MOGWAI. As the love continues (Rock Action, 2021)
     Il y a quelque chose d'assez déconcertant dans le fait que MOGWAI ait du attendre aussi longtemps pour sortir son premier disque à se poser au sommet des charts britanniques. Ce qui est encore plus déconcertant, c'est que la couronne se soit posée sur la tête de ce As the love continues, certes beaucoup moins raté que l'imbuvable Rave tapes, mais qui nous prouve que le groupe semble un peu s'être mis en pilotage automatique depuis le départ de John CUMMINGS. On retrouve tous les ingrédients classiques du groupe : un morceau d'ouverture éthéré sorti de sa torpeur par une explosion symphonique de guitares et de synthés, le désormais traditionnel clin d’œil aux PIXIES (Richie Sacramento), chanté par un Stuart BRAITHWAITE qui ne surprend plus beaucoup, un mur du son qui ressemble désormais plus à la frontière de TRUMP qu'à la Grande Muraille de Chine et des claviers, beaucoup de claviers. On ne doute pas que ça puisse encore secouer sur scène, mais on ne regrettera pas moins cette période, plus simple, où le groupe se sublimait sur la simple force de ses guitares telluriques et se faisait le plus beau descendant de SLINT. Ici, seuls Drive the nail et Pat Stains, s'en feront de lointains échos. Pour ce qui est de la capacité du groupe de se renouveler et proposer de nouvelles pistes à chaque nouvel album, ce n'est désormais plus qu'un lointain souvenir. Ça reste évidemment toujours plus écoutable que M83, mais ça commence grandement à sentir le réchauffé…

 
The WAR ON DRUGS. I don't live here anymore (Atlantic)

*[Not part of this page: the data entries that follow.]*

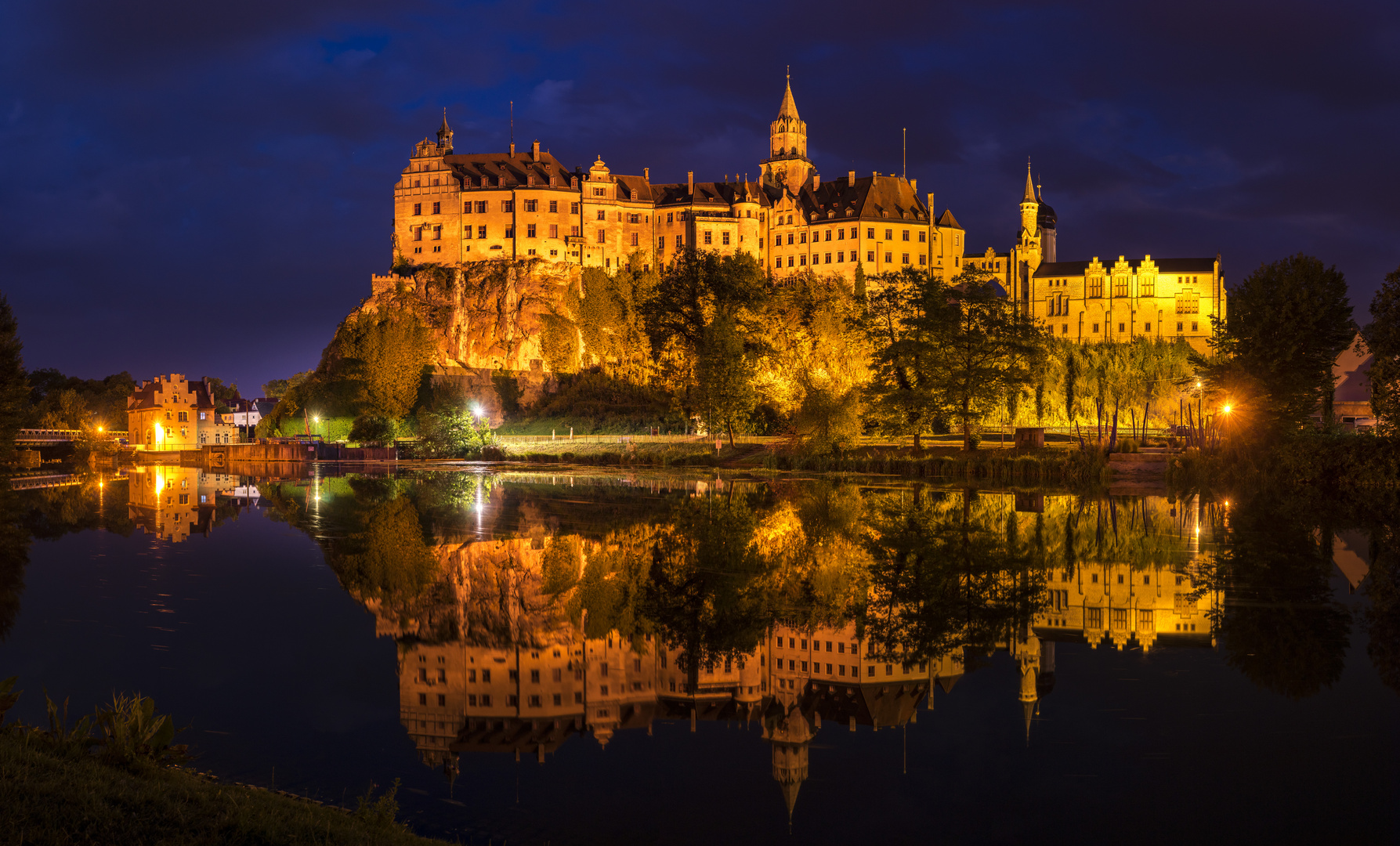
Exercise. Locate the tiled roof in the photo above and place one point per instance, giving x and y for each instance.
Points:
(516, 168)
(889, 198)
(1163, 266)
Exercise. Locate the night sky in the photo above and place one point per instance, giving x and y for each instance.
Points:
(206, 188)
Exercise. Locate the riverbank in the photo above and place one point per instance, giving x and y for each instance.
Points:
(48, 797)
(1047, 465)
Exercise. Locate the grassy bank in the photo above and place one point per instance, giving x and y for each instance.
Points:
(1062, 467)
(1336, 461)
(51, 797)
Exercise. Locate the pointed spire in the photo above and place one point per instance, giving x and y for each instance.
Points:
(788, 108)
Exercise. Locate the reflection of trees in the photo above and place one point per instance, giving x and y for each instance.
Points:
(1280, 624)
(946, 572)
(1384, 614)
(14, 555)
(706, 590)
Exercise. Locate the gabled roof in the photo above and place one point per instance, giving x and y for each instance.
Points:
(709, 192)
(516, 168)
(1163, 266)
(888, 198)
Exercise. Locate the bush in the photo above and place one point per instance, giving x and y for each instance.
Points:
(370, 429)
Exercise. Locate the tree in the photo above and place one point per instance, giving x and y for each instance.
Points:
(1382, 338)
(724, 389)
(986, 349)
(385, 357)
(13, 387)
(902, 325)
(1287, 323)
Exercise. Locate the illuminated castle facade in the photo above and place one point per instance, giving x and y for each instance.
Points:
(451, 208)
(1105, 300)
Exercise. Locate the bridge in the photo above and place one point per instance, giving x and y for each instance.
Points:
(56, 436)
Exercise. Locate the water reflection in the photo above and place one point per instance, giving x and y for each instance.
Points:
(530, 611)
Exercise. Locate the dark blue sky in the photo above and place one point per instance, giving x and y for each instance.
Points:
(206, 188)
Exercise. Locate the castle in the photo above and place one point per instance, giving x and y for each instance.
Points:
(453, 208)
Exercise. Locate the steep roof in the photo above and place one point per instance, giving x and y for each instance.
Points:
(1206, 265)
(891, 198)
(514, 168)
(788, 107)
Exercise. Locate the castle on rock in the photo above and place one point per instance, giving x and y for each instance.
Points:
(454, 208)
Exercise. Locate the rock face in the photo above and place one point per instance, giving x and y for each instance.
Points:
(486, 318)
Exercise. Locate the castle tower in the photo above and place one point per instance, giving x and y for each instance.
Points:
(1046, 220)
(446, 136)
(791, 736)
(1029, 211)
(787, 164)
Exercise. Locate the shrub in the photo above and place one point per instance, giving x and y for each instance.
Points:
(370, 429)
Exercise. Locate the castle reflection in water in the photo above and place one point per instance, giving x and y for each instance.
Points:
(512, 639)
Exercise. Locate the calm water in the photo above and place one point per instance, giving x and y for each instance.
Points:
(639, 659)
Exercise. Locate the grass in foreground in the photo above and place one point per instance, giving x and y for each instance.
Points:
(59, 799)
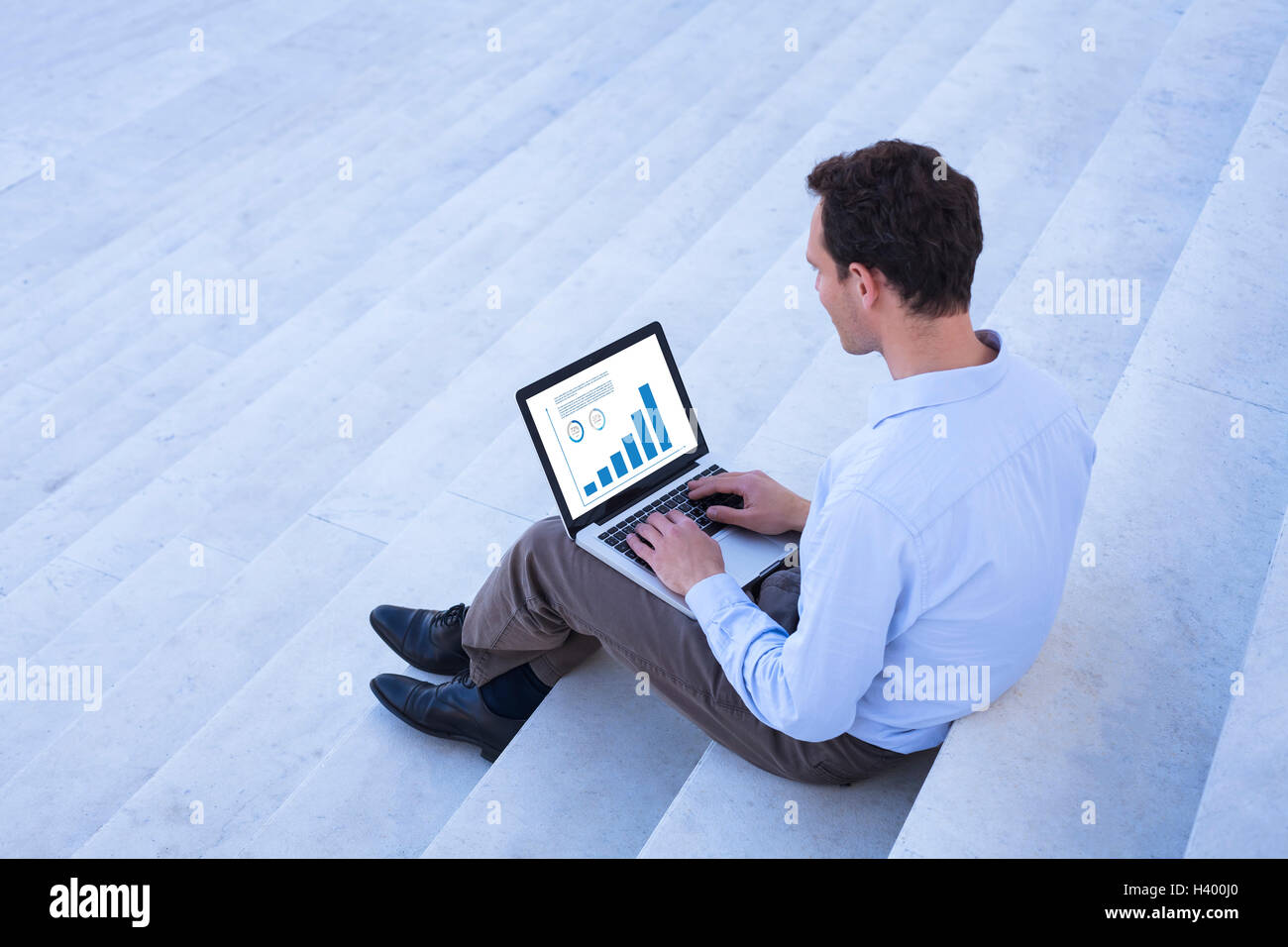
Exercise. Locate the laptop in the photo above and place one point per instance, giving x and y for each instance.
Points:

     Tout sauf une surprise. Adam GRANDUCIEL continue de courir après ses marottes habituelles (la trinité SPRINGSTEEN – CURE – DYLAN) dans un registre de plus en plus grandiloquent et solennel, mais dansant par endroits quand même, hein. Un comble pour un disque qui démarre par le minimaliste Living proof, presque convaincant. La suite est attendue, convenue : ah c'est sur qu'on va en avoir pour notre compte en termes de production XXL, de jérémiades et de dancefloor mollasson. Respect quand même à un morceau comme I don't wanna wait qui a branché sa pompe à 80's à un niveau hautement supérieur à la limite tolérée. Coincé dans ce cauchemar qui nous laisse penser que la B.O. des enfers doit être fournie par Nostalgie et Chérie FM, I don't live here anymore n'attend désormais plus qu'une chose : dégueuler toutes ses boursouflures stadium rock dans des arènes en sérieux état d'effritement. C'est bon Adam : ton plan DYLAN perdu en boîte de nuit ne fonctionne plus et a atteint le point de non-retour. Et si on passait à autre chose ?

 
THEE MORE SHALLOWS. Dad Jams (Monotreme Records, 2021)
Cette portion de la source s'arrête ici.